I asked him what he meant by that.

"The mosquitoes start whining at night. They only suck your blood from sundown until the sun starts rising again. Mosquitoes carry death, malaria. Snakes and predators also roam in the hours of darkness, even if we haven't had any lions or leopards in these parts for the last ten or even fifteen years. We are convinced that disease strikes you during the night."

"A bite in the neck from a leopard can hardly be called a disease!"

"Everything that kills, be it visible or invisible, is a disease as far as I'm concerned. I know that you Europeans talk about something you call 'death from natural causes'. For us Africans that is a very peculiar way of looking at what happens in the dark."

But then he suddenly seemed to have lost interest in discussing his view that the night is the realm of death and illness. Instead he started talking about when he first realised that there was a new disease that was dangerous and invisible.

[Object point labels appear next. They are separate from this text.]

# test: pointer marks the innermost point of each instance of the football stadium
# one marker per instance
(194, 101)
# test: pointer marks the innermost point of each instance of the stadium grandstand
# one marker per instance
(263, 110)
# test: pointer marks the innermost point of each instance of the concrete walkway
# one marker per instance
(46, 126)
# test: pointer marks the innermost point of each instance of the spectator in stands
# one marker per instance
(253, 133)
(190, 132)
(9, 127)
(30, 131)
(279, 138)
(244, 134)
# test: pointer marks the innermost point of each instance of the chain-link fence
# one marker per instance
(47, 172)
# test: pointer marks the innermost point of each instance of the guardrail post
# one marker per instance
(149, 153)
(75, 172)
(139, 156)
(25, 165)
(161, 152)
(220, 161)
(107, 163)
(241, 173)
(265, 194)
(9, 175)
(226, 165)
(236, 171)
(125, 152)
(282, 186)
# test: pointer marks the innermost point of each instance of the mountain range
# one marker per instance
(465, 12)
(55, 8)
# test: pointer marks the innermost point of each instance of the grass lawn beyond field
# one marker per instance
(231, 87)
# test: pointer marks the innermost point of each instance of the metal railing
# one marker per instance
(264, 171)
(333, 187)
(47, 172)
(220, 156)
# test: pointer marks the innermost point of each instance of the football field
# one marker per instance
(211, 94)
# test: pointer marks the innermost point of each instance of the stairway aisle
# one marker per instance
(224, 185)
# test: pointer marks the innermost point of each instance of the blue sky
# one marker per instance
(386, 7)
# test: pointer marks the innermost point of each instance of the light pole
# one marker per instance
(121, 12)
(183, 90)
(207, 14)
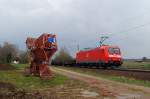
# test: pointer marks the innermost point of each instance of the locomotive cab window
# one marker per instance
(114, 51)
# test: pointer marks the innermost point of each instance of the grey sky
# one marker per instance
(78, 22)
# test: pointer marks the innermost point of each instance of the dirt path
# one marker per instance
(109, 89)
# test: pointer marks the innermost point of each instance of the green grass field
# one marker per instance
(17, 78)
(109, 77)
(136, 65)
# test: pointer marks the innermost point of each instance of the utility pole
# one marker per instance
(102, 39)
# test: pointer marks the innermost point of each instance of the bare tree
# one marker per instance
(7, 52)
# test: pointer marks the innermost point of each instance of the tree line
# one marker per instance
(10, 52)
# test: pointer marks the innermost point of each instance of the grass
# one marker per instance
(17, 78)
(20, 66)
(110, 77)
(136, 65)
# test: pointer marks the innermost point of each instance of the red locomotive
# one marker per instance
(104, 56)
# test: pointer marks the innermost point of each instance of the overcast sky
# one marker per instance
(79, 22)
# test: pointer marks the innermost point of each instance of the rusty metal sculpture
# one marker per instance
(41, 50)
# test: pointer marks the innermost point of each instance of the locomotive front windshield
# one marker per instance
(114, 51)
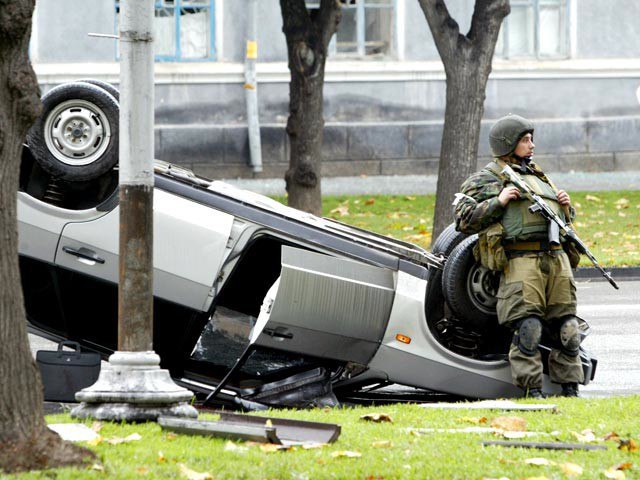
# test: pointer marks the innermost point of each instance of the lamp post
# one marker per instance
(133, 387)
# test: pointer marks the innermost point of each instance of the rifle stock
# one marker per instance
(547, 212)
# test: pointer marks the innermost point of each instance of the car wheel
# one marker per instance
(469, 288)
(76, 137)
(107, 87)
(443, 245)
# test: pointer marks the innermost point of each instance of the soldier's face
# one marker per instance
(525, 146)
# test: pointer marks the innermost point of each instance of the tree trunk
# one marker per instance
(25, 442)
(308, 35)
(467, 63)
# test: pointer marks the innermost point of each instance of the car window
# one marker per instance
(225, 337)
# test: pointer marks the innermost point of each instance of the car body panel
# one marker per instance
(189, 246)
(329, 307)
(40, 224)
(424, 361)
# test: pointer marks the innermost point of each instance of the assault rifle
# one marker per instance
(541, 207)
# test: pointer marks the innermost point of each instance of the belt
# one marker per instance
(532, 246)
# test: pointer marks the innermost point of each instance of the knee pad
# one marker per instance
(569, 334)
(527, 336)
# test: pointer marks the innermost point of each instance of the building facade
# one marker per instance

He had just started talking when the heavens opened. We took cover and sat in a part of the large house that he had to himself. One of his daughters, Laurentina, was very fat but moved gracefully and quickly despite her huge body. When we came in, she disappeared behind a curtain made from cut-up, old skirts. It was dim inside the room. Moses sat down in a sagging armchair from which he could keep an eye on what was happening outside while he spoke.

He said: "I was still very young. It was 1974, the year before Amin came to power and ruined our country. My father used to go often to Kampala to buy cheap clothes with factory faults that he put right and then cycled round the villages and sold them. One day he came home and told us about one of the young men he used to do business with in the city: he was now ill. My father said he had grown very thin in a very short space of time. He had lost his appetite, the glands under his arms had swollen up and were very tender, and now he was getting sores all over his body. He had been to the doctor, who had been unable to tell him what he was suffering from, nor could he give him any effective medicine. My father was quite sure about what he was saying. He had a keen eye, a good memory, and he often was quite certain about things before anybody else realised that something had happened. That was exactly what he said: 'Something has happened'. His business contact, Lukas was his name, was suffering from a disease that my father was convinced was something quite new. 'It has crept up in the night,' my father said. Lukas died, and his two wives also fell ill and had the same mysterious sores and one after the other they too died. Every time my father came back from Kampala, he told us about other people who had died from this same disease. Soon, so many had fallen victim to the disease that everybody was talking about why people all of a sudden became very tired and very thin and then died. But nobody knew what it was. I think that was the situation until the 1980s – in any case Amin was no longer around when the disease was finally given a name and it was understood how the infection could be spread. I was no longer so young by then. My father lived to be very old, and of course he was not surprised to find that he had eventually been proved right. What his friend Lukas had died of was a new disease that had crept up on us during the night. He had noticed it before anybody else."